Meinung Gutscheine für Verbraucher: Das kann gerecht sein

Meinung · Zwangskredite von Verbrauchern für milliardenschwere Unternehmen? Das klingt reichlich unfair. Das muss es allerdings nicht zwingend sein – wenn der Staat Sicherheit schafft.
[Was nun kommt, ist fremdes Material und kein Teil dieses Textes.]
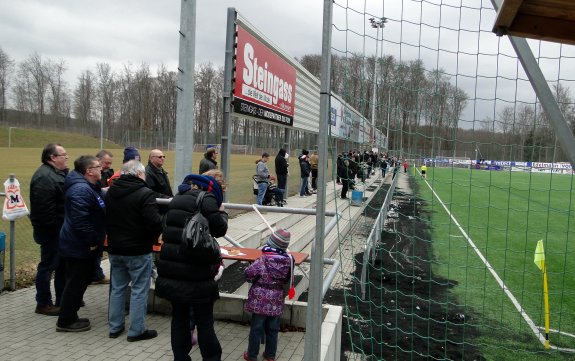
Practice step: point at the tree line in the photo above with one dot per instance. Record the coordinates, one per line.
(420, 110)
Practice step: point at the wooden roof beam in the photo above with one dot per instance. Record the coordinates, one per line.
(506, 15)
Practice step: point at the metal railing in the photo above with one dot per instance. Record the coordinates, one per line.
(374, 237)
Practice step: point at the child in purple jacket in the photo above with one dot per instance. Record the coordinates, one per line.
(268, 274)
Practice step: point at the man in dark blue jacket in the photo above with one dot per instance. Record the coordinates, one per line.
(47, 216)
(134, 224)
(81, 238)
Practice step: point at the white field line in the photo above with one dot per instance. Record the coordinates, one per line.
(534, 328)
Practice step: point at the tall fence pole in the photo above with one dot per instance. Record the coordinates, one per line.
(185, 106)
(312, 351)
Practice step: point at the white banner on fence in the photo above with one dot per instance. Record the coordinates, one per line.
(14, 205)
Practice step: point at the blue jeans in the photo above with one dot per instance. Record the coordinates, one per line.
(282, 184)
(78, 277)
(123, 270)
(303, 187)
(98, 271)
(49, 262)
(271, 326)
(262, 187)
(180, 333)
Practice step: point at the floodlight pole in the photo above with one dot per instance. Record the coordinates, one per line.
(10, 136)
(226, 139)
(377, 24)
(185, 89)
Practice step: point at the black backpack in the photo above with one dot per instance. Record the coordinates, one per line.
(197, 242)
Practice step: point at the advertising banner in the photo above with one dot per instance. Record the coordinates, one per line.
(265, 83)
(14, 206)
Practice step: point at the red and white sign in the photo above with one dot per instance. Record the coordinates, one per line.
(265, 83)
(14, 206)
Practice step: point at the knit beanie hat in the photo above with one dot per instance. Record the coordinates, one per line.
(279, 239)
(131, 153)
(206, 183)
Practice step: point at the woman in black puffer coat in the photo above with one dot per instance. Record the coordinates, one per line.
(189, 282)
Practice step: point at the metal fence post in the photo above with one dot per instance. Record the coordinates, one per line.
(2, 255)
(12, 177)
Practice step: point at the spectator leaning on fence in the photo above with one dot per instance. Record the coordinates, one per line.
(190, 282)
(262, 176)
(133, 223)
(105, 158)
(81, 238)
(156, 177)
(209, 160)
(282, 165)
(47, 217)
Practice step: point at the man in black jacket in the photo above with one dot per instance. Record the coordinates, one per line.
(282, 165)
(105, 158)
(133, 223)
(208, 162)
(156, 176)
(47, 217)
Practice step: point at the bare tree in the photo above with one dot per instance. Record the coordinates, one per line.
(57, 88)
(6, 66)
(106, 88)
(84, 97)
(33, 79)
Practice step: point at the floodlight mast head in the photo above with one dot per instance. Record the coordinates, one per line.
(378, 23)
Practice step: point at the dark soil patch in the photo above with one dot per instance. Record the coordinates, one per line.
(409, 312)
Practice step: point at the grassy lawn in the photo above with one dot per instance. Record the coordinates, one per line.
(23, 158)
(505, 214)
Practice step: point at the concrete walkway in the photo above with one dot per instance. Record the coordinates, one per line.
(25, 335)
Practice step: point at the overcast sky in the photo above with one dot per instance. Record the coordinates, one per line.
(119, 32)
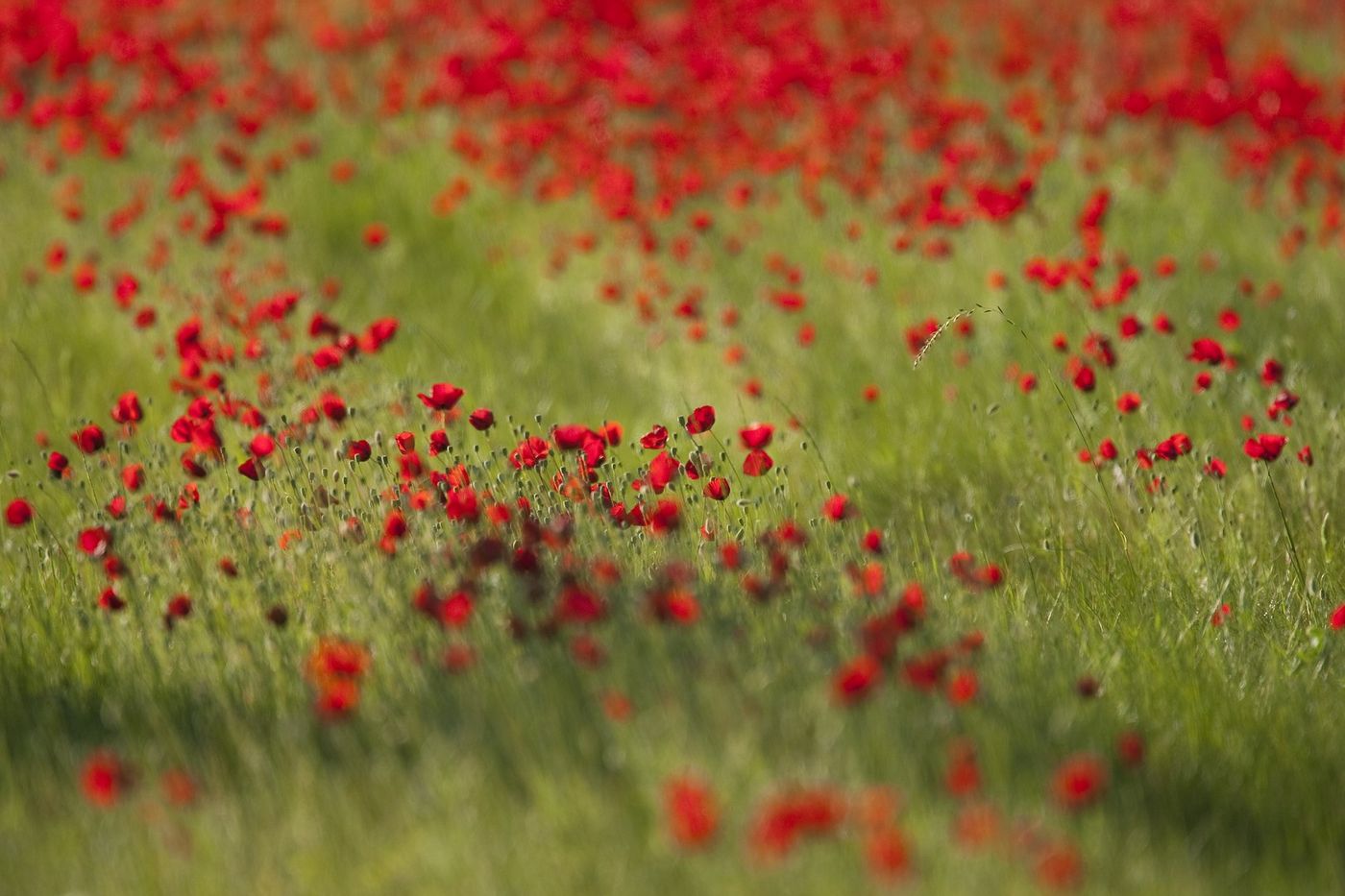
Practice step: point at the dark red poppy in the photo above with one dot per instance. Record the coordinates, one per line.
(17, 513)
(1264, 447)
(701, 420)
(692, 811)
(443, 396)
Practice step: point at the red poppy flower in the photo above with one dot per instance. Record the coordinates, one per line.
(443, 396)
(17, 513)
(1079, 781)
(127, 410)
(757, 463)
(481, 419)
(756, 436)
(89, 439)
(57, 463)
(655, 439)
(692, 811)
(94, 541)
(856, 680)
(701, 420)
(104, 778)
(1264, 447)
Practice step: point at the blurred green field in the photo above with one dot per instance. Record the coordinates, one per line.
(510, 778)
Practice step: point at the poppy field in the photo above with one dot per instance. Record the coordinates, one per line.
(672, 447)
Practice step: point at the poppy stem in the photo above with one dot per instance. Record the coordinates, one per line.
(1293, 546)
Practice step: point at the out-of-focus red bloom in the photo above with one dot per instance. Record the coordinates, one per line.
(90, 439)
(1079, 782)
(104, 778)
(1264, 447)
(443, 396)
(856, 680)
(127, 410)
(692, 811)
(94, 541)
(783, 821)
(17, 513)
(701, 420)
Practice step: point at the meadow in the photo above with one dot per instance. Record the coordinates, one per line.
(672, 448)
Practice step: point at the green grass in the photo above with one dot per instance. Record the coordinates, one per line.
(510, 778)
Airlines etwa sollen die Möglichkeit erhalten, Kunden Gutscheine auszustellen statt Tickets zu erstatten.

Foto: dpa/Boris Roessler

Die Kleinen sollen die Großen retten. Eine bittere Realität aus der Finanzkrise scheint sich in der Coronakrise zu wiederholen. Geprellte Geldanleger versuchten nach 2008 vergeblich, das bei der Bank ihres Vertrauens in wertlose Papiere investierte Kapital zurückzubekommen. Jetzt soll der Verbraucher sogar selbst in die Rolle eines Bankers schlüpfen. Und großen Reiseunternehmern, Airlines, Kultur- und Sportveranstaltern Kredit geben. Denn nichts anderes würde es bedeuten, wenn der Plan der Bundesregierung Wirklichkeit wird: Geld, das der Kunde für eine in Corona-Zeiten gebuchte Reise oder ein Veranstaltungsticket gezahlt hat, soll nicht erstattet, sondern in einen Gutschein umgewandelt werden.

Der Verbraucher als Zwangskreditgeber auch milliardenschwerer Unternehmen. Das klingt wie die alte Geschichte: Die Kleinen baden es aus. Doch abgesehen davon, dass der Staat den Kleinen (und den Großen) derzeit mit Abermilliarden  Euro unter die Arme greift, lässt sich die Geschichte auch aus anderer Perspektive erzählen. Denn was passiert, wenn man all die Veranstalter jetzt im Regen stehen lässt, die durch die Organisation ihres Geschäfts gegenüber den eigenen Vertragspartnern doch ebenfalls in Vorleistung getreten sind? Es kommt kein Geld mehr rein, die Kosten laufen weiter. Da ist es eine Frage der Zeit, bis sie unter der Last zusammenbrechen.

Wäre da nicht von Seiten der Verbraucher ein Stück Solidarität gefragt? Schließlich können doch auch die Veranstalter nichts dafür, dass das Virus die Wirtschaftswelt still stehen lässt. Ist es denn so schlimm, das Geld, für das man im Augenblick keine Gegenleistung bekommt, stehen zu lassen und den Gutschein dann später einzulösen? Eine Praxis, die manch einer längst freiwillig gegenüber kleinen Kulturveranstaltern übt, um diese am Leben zu halten. Niemandem wäre doch damit gedient, wenn all die Anbieter, deren Service wir in guten Zeiten gern in Anspruch nehmen, unter der Last zusammenbrechen. Wenn jeder ein bisschen mithilft, lässt sich das vielleicht vermeiden.

Dieses „vielleicht“ ist freilich der Haken an der Sache. Niemand kann sagen, ob der Vertragspartner, dem man da sein Geld leiht, in ein paar Wochen auch so unter der Last seiner Schulden in die Knie geht. Dann wäre der Zwangskredit des Verbrauchers verlorenes Geld. Daraus kann nur folgen: Der Staat sollte im Falle einer dennoch eintretenden Pleite des Veranstalters die Verbraucher schadlos halten. Oder deren Forderungen im Insolvenzfall den Vorrang geben. Und es muss Härtefallregelungen geben. Wer sich wegen eigener finanzieller Schieflage einen solchen Zwangskredit nicht leisten kann, sollte direkt sein Geld zurückbekommen. Unter diesen Bedingungen wäre die zwangsweise verordnete Solidaritätsaktion vernünftig.